Voici une proposition d'une activité pour le cours d'EMC Terminale.
On part d'un article, paru en février 2025 dans The Conversation, d'Arnaud Le Pillouer, constitutionnaliste à l'Université de Paris-Ouest Nanterre : "Notre démocratie est-elle minée par l’élection du président de la République au suffrage universel ?"
Les élèves préparent l'analyse du texte avec cette batterie de questions :
Relever les
informations dans le texte
1.
Quel événement a profondément transformé la culture
politique française, selon l'auteur ?
2.
Quel rôle les partis politiques jouaient-ils initialement, avant l'importance
accrue de l'élection présidentielle ?
3. Qu'est-ce que l'auteur qualifie de "représentation très appauvrie de la démocratie" ?
4. Quel était le principal motif invoqué pour justifier le maintien de
l'élection présidentielle au suffrage universel direct ?
5. En
quelle année Emmanuel Macron a-t-il été élu pour la première fois président ?
Interpréter (reformuler/expliquer) le texte.
6. Pourquoi l'auteur considère-t-il que la combinaison de larges pouvoirs et une totale irresponsabilité [du président de la République] est "ni très appropriée ni très saine" ?
7. Pourquoi l'auteur considère-t-il
que les résultats des élections législatives de 2022 auraient dû forcer les
partis à négocier ? [il s’agit d’expliquer comment fonctionne un régime
parlementaire]
8.
Quel est le caractère "paradoxal" de la
coalition entre le gouvernement et LR, selon l'auteur ?
9.
En quoi l'auteur critique-t-il l'idée de l'élection
présidentielle comme incarnation d'un "homme providentiel" ?

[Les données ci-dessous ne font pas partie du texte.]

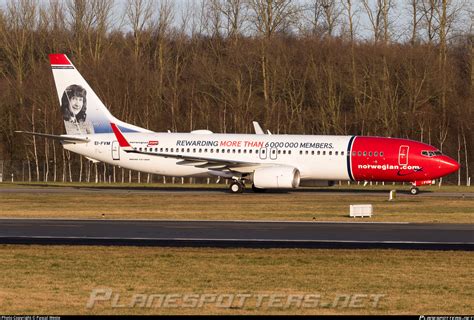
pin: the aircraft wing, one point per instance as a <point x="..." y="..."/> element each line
<point x="188" y="160"/>
<point x="63" y="137"/>
<point x="204" y="162"/>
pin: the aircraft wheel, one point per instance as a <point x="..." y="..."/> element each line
<point x="236" y="187"/>
<point x="258" y="190"/>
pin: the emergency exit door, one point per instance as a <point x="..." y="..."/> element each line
<point x="115" y="150"/>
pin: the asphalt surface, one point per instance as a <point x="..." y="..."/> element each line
<point x="253" y="234"/>
<point x="404" y="192"/>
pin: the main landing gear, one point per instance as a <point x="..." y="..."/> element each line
<point x="237" y="186"/>
<point x="414" y="190"/>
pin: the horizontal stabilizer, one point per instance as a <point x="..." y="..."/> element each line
<point x="62" y="137"/>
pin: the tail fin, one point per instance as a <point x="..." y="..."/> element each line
<point x="83" y="112"/>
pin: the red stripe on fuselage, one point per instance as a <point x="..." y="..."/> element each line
<point x="380" y="159"/>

Analyse Critique : nécessite de de focaliser sur le point de vue, les choix de vocabulaire et la 2e question réclame une synthèse.
10.
Quel est le ton général du texte ? Pourquoi ce type d’article est-il un « point
de vue » ? Justifiez votre réponse avec des exemples tirés du texte.
11.
Les problèmes mis en exergue par l’auteur sont-ils
des problèmes liés à l’organisation de la Ve République ou à la pratique
politique récente du pouvoir exécutif ?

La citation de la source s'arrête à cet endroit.